You are viewing a plain text version of this content. The canonical link for it is here.
Posted to yarn-issues@hadoop.apache.org by "Naganarasimha G R (JIRA)" <ji...@apache.org> on 2017/05/03 14:45:04 UTC

[jira] [Commented] (YARN-6523) RM requires large memory in sending out security tokens as part of Node Heartbeat in large cluster

    [ https://issues.apache.org/jira/browse/YARN-6523?page=com.atlassian.jira.plugin.system.issuetabpanels:comment-tabpanel&focusedCommentId=15994995#comment-15994995 ] 
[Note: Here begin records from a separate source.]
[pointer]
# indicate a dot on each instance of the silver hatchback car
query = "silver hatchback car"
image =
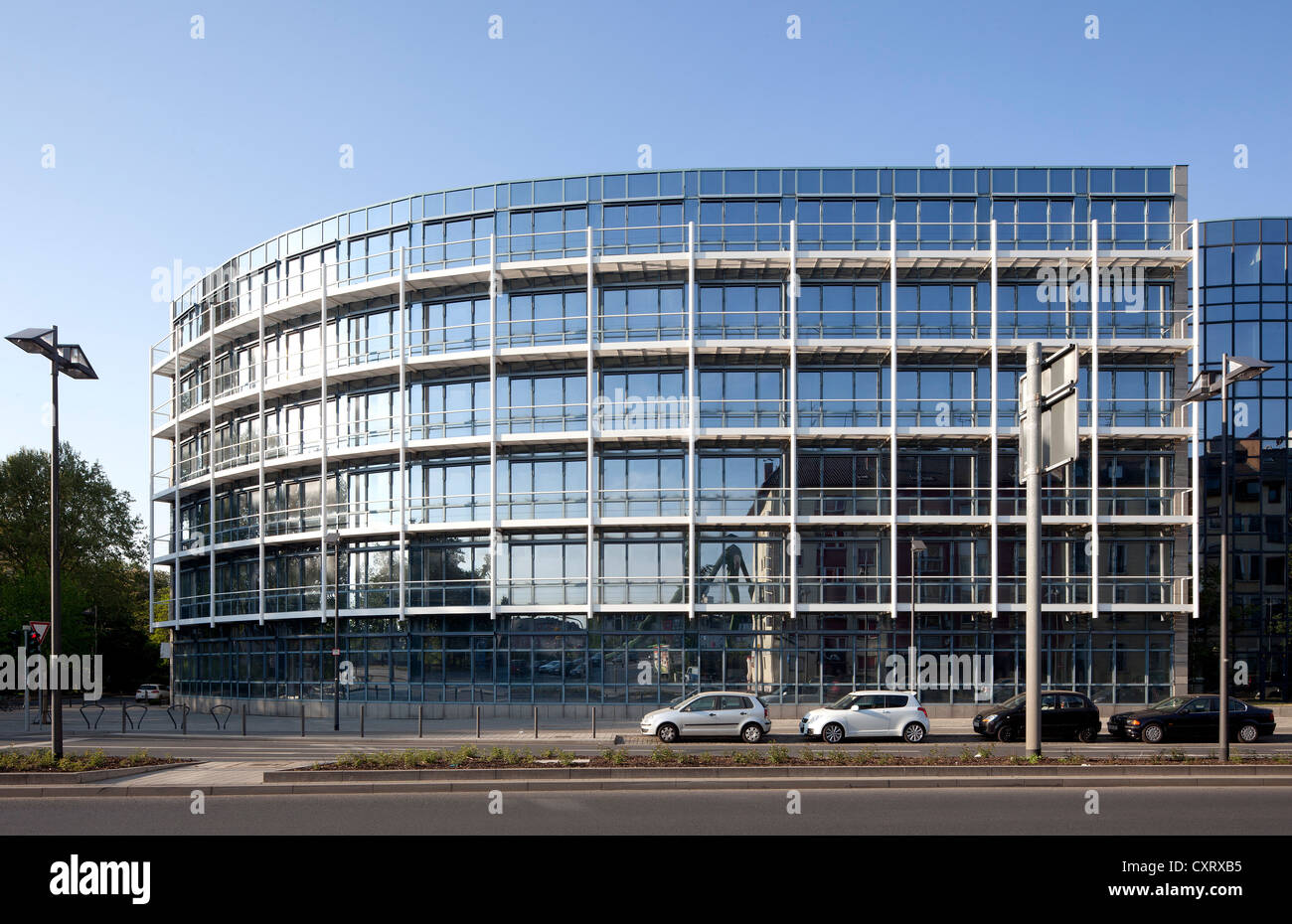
(723, 712)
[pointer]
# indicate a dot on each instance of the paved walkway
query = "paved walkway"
(208, 773)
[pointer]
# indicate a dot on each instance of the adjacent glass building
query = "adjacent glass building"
(1245, 313)
(603, 439)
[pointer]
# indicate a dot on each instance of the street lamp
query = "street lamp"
(332, 539)
(69, 360)
(1207, 385)
(913, 669)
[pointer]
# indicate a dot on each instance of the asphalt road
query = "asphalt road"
(1132, 811)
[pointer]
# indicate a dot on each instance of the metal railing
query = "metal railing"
(306, 271)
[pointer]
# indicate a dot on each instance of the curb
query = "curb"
(830, 773)
(637, 785)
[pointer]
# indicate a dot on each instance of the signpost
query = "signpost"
(1047, 441)
(26, 691)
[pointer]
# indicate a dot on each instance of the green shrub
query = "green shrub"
(663, 753)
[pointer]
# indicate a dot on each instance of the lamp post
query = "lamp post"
(334, 541)
(913, 670)
(1209, 385)
(72, 361)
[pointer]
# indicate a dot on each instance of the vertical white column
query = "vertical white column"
(692, 417)
(175, 481)
(404, 434)
(259, 465)
(323, 450)
(792, 306)
(153, 462)
(1196, 419)
(590, 468)
(494, 544)
(211, 458)
(1094, 419)
(995, 424)
(892, 425)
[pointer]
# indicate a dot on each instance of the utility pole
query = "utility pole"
(1033, 434)
(1047, 441)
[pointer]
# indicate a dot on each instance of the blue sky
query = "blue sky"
(175, 149)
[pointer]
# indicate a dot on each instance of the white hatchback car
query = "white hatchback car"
(869, 713)
(720, 712)
(150, 693)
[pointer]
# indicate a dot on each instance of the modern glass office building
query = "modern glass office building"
(603, 439)
(1245, 313)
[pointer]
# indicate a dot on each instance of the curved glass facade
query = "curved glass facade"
(1245, 313)
(611, 438)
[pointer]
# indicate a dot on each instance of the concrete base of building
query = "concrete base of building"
(522, 712)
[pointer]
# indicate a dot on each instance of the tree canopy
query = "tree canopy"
(101, 562)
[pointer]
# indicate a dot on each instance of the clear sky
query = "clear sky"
(171, 149)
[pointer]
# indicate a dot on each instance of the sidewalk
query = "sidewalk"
(158, 724)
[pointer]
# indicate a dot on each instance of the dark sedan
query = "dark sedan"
(1064, 713)
(1192, 717)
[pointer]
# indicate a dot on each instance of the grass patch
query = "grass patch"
(42, 760)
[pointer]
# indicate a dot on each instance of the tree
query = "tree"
(101, 562)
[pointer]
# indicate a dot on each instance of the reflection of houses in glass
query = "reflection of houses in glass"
(1245, 313)
(602, 439)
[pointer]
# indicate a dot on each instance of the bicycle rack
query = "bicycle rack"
(99, 714)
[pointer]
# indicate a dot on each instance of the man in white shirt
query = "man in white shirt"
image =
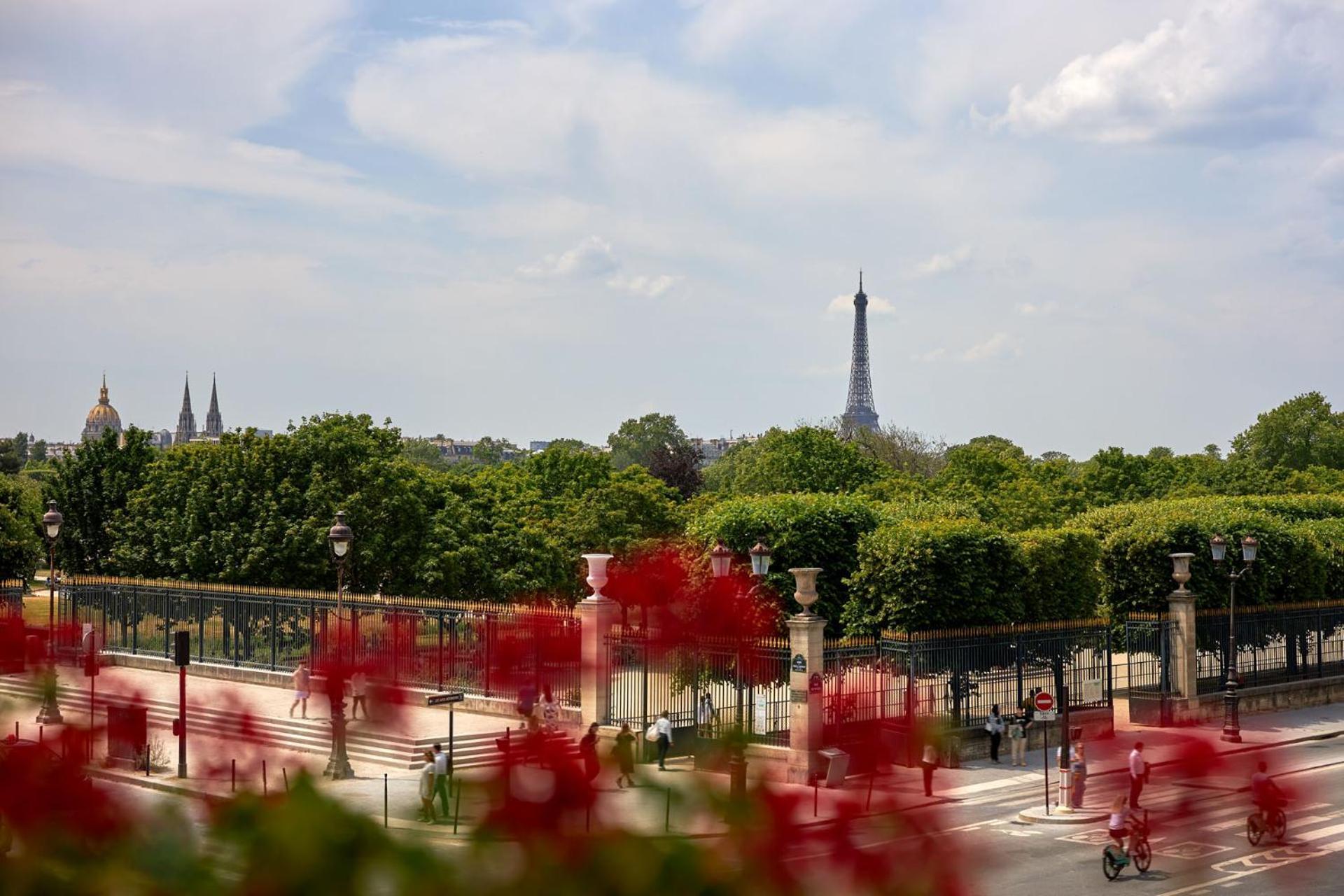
(1138, 770)
(441, 777)
(664, 729)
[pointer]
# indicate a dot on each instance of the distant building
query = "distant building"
(101, 416)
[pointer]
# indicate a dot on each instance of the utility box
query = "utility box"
(128, 734)
(838, 766)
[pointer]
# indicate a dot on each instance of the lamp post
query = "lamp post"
(1231, 699)
(50, 713)
(339, 539)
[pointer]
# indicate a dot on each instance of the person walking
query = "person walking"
(550, 710)
(1018, 739)
(995, 726)
(358, 694)
(927, 763)
(442, 770)
(1138, 774)
(624, 752)
(588, 748)
(426, 789)
(663, 727)
(302, 688)
(1078, 766)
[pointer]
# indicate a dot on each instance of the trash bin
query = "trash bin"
(836, 766)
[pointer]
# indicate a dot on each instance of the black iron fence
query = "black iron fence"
(1275, 645)
(11, 598)
(707, 685)
(479, 648)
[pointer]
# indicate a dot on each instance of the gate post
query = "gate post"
(1183, 650)
(806, 644)
(597, 615)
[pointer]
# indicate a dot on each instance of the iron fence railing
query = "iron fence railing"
(707, 685)
(1275, 645)
(483, 649)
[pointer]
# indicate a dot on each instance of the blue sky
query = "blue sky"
(1082, 225)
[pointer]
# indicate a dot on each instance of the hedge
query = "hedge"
(1062, 580)
(934, 574)
(803, 531)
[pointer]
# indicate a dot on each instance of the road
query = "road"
(1199, 834)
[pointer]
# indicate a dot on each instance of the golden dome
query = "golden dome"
(101, 415)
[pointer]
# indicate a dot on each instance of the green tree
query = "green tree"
(808, 458)
(92, 489)
(20, 539)
(657, 444)
(1296, 434)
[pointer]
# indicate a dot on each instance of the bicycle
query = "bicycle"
(1273, 822)
(1114, 860)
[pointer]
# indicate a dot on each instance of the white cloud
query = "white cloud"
(844, 305)
(207, 65)
(593, 257)
(43, 128)
(1034, 309)
(508, 111)
(650, 286)
(996, 346)
(944, 262)
(1233, 71)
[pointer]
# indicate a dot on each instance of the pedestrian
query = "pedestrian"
(526, 704)
(1138, 774)
(441, 777)
(705, 716)
(302, 688)
(550, 710)
(663, 731)
(358, 690)
(426, 789)
(624, 752)
(588, 748)
(1078, 766)
(927, 763)
(995, 726)
(1018, 739)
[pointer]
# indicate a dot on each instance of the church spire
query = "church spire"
(186, 419)
(214, 422)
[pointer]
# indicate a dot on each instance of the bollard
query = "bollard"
(457, 806)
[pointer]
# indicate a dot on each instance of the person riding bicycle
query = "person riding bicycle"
(1120, 824)
(1265, 793)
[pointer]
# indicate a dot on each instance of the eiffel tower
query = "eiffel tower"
(859, 413)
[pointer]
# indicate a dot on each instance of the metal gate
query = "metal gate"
(1148, 647)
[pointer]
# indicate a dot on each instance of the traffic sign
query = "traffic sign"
(440, 699)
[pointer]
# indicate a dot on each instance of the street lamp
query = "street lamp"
(50, 713)
(1231, 700)
(339, 539)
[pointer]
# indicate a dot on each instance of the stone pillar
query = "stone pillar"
(597, 615)
(1184, 668)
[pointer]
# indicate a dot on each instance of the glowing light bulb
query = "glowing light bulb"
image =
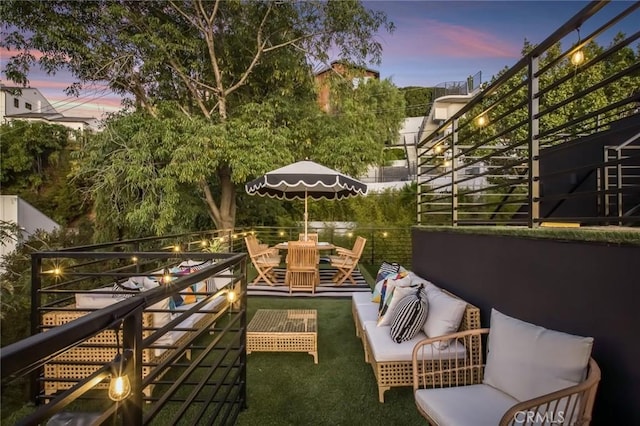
(119, 388)
(577, 57)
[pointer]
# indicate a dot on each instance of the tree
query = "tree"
(197, 71)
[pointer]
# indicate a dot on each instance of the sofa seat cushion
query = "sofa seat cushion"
(484, 405)
(367, 313)
(363, 298)
(384, 349)
(526, 360)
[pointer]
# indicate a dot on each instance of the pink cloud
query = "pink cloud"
(423, 37)
(8, 53)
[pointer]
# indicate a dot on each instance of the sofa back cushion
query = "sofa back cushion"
(445, 315)
(526, 360)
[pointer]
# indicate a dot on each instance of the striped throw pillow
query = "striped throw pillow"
(387, 269)
(409, 317)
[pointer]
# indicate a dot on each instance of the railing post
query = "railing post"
(36, 301)
(132, 340)
(534, 144)
(454, 185)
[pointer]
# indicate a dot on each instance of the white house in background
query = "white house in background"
(28, 218)
(27, 103)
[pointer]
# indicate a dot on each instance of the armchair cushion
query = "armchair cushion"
(526, 360)
(484, 405)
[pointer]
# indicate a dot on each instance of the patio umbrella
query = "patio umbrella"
(304, 180)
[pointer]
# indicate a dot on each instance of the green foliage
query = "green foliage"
(391, 207)
(16, 275)
(224, 78)
(418, 100)
(604, 235)
(36, 167)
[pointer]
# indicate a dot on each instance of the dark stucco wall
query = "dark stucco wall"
(589, 289)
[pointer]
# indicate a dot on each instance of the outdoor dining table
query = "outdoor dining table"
(321, 245)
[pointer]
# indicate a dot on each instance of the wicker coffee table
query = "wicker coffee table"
(284, 330)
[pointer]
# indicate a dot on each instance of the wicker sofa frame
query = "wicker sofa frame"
(471, 372)
(391, 374)
(65, 370)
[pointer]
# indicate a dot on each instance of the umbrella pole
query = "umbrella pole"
(306, 215)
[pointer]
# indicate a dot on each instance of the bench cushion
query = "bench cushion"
(484, 405)
(363, 298)
(526, 360)
(367, 313)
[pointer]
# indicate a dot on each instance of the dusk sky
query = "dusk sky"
(434, 42)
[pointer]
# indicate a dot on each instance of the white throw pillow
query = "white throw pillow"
(526, 360)
(218, 283)
(160, 319)
(397, 294)
(96, 300)
(445, 315)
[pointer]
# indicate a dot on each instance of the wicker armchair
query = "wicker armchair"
(302, 266)
(263, 260)
(474, 400)
(310, 237)
(347, 260)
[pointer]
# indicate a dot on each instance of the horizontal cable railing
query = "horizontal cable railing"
(173, 321)
(529, 148)
(164, 304)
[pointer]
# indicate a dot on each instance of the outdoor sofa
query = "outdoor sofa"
(391, 361)
(532, 376)
(65, 370)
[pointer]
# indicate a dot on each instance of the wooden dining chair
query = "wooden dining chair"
(264, 260)
(302, 266)
(346, 261)
(310, 237)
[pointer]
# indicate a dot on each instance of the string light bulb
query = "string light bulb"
(166, 276)
(577, 57)
(482, 120)
(119, 387)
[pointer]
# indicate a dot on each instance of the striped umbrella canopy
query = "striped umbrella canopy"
(304, 180)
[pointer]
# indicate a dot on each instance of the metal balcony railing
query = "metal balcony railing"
(539, 137)
(189, 369)
(186, 362)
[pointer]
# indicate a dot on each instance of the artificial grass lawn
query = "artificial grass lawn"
(289, 389)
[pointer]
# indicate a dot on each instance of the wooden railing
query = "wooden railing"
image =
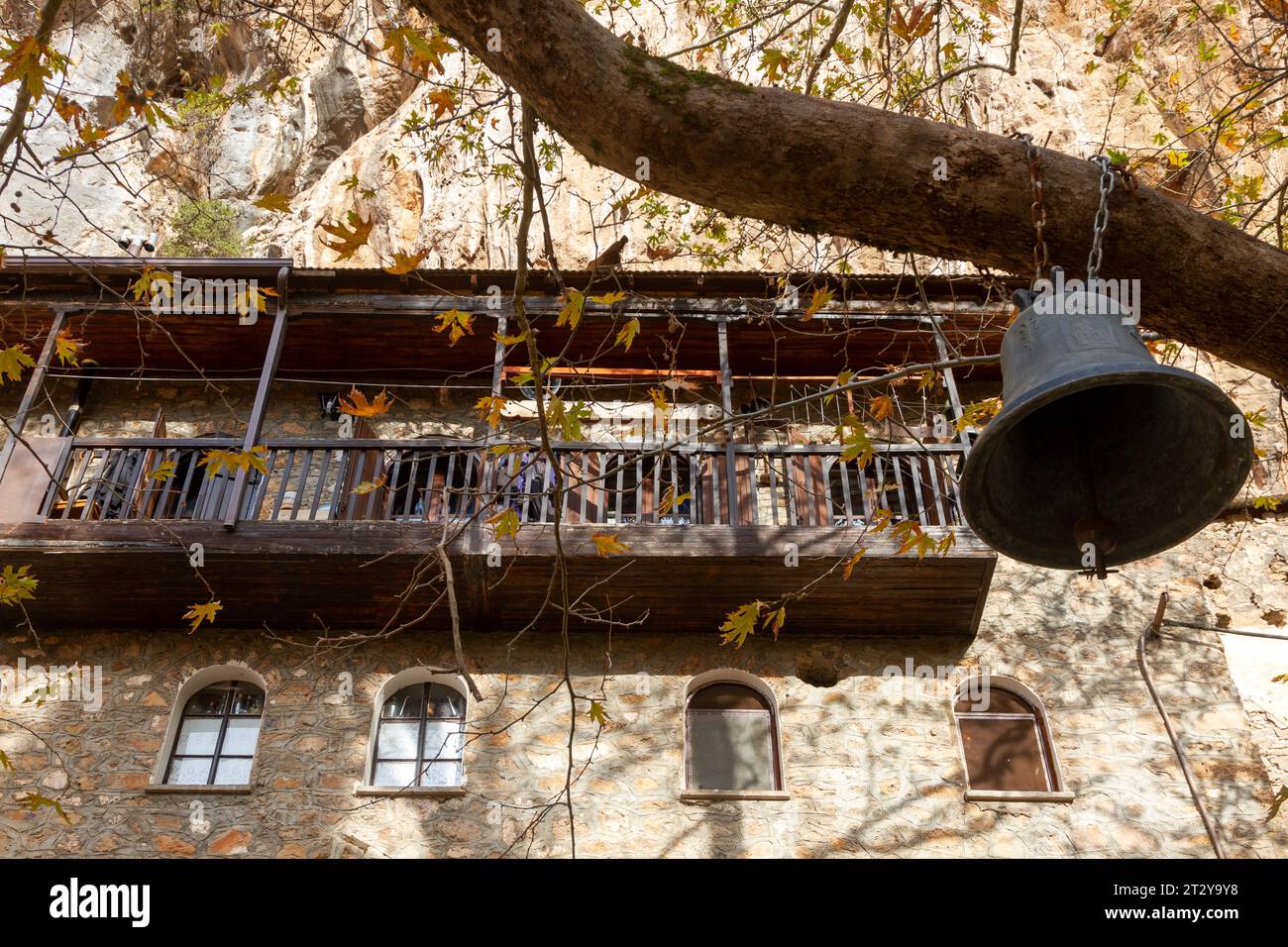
(439, 479)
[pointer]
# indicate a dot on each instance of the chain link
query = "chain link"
(1102, 222)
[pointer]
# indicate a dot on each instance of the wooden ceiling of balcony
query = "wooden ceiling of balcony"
(347, 577)
(368, 325)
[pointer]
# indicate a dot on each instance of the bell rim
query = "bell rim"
(1065, 384)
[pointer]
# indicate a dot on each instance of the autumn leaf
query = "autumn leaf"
(348, 239)
(489, 406)
(165, 471)
(816, 300)
(369, 486)
(17, 585)
(404, 263)
(857, 446)
(670, 500)
(570, 313)
(67, 348)
(200, 613)
(34, 801)
(503, 523)
(231, 462)
(606, 544)
(278, 204)
(357, 405)
(27, 59)
(1280, 797)
(742, 621)
(629, 331)
(456, 324)
(13, 360)
(443, 102)
(851, 564)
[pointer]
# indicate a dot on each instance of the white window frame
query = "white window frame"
(729, 676)
(1046, 744)
(201, 680)
(395, 684)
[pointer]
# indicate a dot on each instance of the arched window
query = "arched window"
(419, 736)
(213, 740)
(1005, 740)
(730, 736)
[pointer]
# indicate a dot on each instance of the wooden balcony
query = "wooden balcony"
(335, 534)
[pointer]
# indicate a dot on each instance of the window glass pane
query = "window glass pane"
(443, 701)
(397, 740)
(406, 702)
(241, 736)
(730, 750)
(1003, 754)
(197, 736)
(191, 772)
(248, 699)
(728, 697)
(442, 775)
(394, 775)
(992, 699)
(443, 740)
(209, 699)
(232, 772)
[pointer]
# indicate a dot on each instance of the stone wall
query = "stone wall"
(871, 763)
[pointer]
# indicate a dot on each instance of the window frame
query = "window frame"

Naganarasimha G R commented on YARN-6523:
-----------------------------------------

Sorry for the delay in response [~jlowe],
Thanks for the very detailed response. Agree that the delta approaches initially mentioned can introduce certain amount of complexity in the cases mentioned by you.
Though initially the approach mentioned by you was appealing and less complicated, i was thinking of following scenarios :
# When there are large number of small jobs in a large clsuter we almost send the tokens as the sequence keeps increasing when more and more jobs get submitted.
# Well we are doing interface modification, so it would be better to go for complete solution so that its not revisited again for deprecation.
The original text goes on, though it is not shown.